The femtocell represents the smallest cell defined at present (2011) of the cellular network. It is normally related to the 4G technologies WiMax or LTE, but is also used in relation to the 3G networks. For the purpose of this application note the following description can also represent the picocell level of hierarchy. The different business models used for the two are not important here. One should however remember that the picocell often carries a higher payload on the Ethernet due to its higher capacity in terms of simultaneous users. The M50 is designed to handle a radio traffic payload of up to 60 Mbit/s in a Fast Ethernet network using the feed-through mode. If higher data rates are required a simple three-way switch can be inserted in the Ethernet path. However, the benefit of using just one IP address for the base station is lost as the PTP and Wireless processors will receive different IP addresses from the server with this setup.
Figure 1 below shows how the M50 connects in between the wireless base band processor and the Ethernet port of the femtocell. Due to the high requirements on timing accuracy and frequency stability and the complex network of its deployments, the monitor and control of the M50 and its network loop controller will be assumed either by a centralized control or by the host processor in the femtocell, the wireless baseband processor.
Figure 1: M50 in a femtocell application
In figure 1 an optional GPS has been added. A GPS can be found in many of the first prototypes of femtocells which have appeared on the market. GPS will probably still be used for the outdoor mounted and more expensive units. The M50 features a standardized GPS interface and can be introduced to create a 1588 timing source backup in the event of a satellite black-out.
This integration corresponds to the integration level B of the Qulsar Integration Levels. The M50 is defined as a subsystem to the wireless controller.
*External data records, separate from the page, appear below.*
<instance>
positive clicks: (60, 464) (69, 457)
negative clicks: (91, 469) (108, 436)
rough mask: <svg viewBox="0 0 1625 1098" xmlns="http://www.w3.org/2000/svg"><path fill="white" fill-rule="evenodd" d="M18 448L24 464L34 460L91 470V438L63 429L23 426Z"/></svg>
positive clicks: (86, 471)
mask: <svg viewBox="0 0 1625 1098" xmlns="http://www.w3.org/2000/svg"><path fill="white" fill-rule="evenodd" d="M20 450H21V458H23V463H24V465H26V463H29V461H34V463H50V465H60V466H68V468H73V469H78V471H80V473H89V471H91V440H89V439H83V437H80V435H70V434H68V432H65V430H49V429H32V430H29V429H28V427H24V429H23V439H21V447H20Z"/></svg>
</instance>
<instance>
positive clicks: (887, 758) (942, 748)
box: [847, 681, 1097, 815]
The femtocell is a cost sensitive application and the M50 is therefore designed to be booted by the wireless controller making it possible to save cost by not mounting a flash on the M50.
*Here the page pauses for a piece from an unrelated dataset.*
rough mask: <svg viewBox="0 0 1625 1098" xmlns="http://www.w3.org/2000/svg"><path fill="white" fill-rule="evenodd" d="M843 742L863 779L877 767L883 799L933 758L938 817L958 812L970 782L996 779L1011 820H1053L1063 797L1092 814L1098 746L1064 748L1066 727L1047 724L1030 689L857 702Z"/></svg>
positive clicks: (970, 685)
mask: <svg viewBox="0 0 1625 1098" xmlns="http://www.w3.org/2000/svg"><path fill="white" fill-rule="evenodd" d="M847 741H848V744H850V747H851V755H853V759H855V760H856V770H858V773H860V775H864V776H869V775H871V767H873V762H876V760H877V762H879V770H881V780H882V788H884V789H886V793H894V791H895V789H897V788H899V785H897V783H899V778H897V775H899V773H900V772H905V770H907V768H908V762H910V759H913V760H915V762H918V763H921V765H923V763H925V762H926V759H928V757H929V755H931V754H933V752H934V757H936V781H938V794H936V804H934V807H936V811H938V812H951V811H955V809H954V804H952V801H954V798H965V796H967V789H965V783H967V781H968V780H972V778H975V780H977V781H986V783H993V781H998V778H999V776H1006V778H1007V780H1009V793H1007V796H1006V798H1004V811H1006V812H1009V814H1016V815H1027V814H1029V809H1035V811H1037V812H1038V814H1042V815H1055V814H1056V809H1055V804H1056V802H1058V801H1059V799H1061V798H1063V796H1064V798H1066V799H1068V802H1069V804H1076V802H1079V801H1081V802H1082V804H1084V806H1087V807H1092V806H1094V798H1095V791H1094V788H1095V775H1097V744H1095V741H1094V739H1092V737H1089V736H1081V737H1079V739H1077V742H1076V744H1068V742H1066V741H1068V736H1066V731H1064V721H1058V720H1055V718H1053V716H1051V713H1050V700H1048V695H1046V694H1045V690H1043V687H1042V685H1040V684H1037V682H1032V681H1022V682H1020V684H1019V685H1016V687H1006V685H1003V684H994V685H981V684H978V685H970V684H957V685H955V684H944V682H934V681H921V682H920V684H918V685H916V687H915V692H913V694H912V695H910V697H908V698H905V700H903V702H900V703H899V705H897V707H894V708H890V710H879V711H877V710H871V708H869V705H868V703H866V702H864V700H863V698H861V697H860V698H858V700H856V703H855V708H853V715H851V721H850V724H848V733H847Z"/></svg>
The M50 can provide a syntonized reference frequency of 5/10/20/25 MHz (selectable) feeding the radio of the cell. The RF section contains converters and filters to correct carrier frequency.
The M50 schematics for this application can be seen in figure 2. Two input signals, PPS and ToD, provides the reference timing information from GPS as long as it has a high quality reception (able to see enough satellites). When the GPS signal is lost, the M50 switches over to use the network based grandmaster as the time source.
Figure 2: Femtocell schematics for M50
For typical consumer in-door applications the 1588 synchronization will be used thus lowering the synchronization costs considerably versus the GPS or very precise local oscillator alternatives.
The on-module crystal is optimized for low cost and for a master tracking operation. If the network connection is lost in this application, there is no need for holdover in the cell as the data path is closed. The M50 can deliver only short range holdover to shut down calls in a controlled way. If the system setup however is different and the cell should maintain intra-cell calls, an external oscillator of choice can be added to the schematics. The M50 automatically senses the existence of such an external oscillator.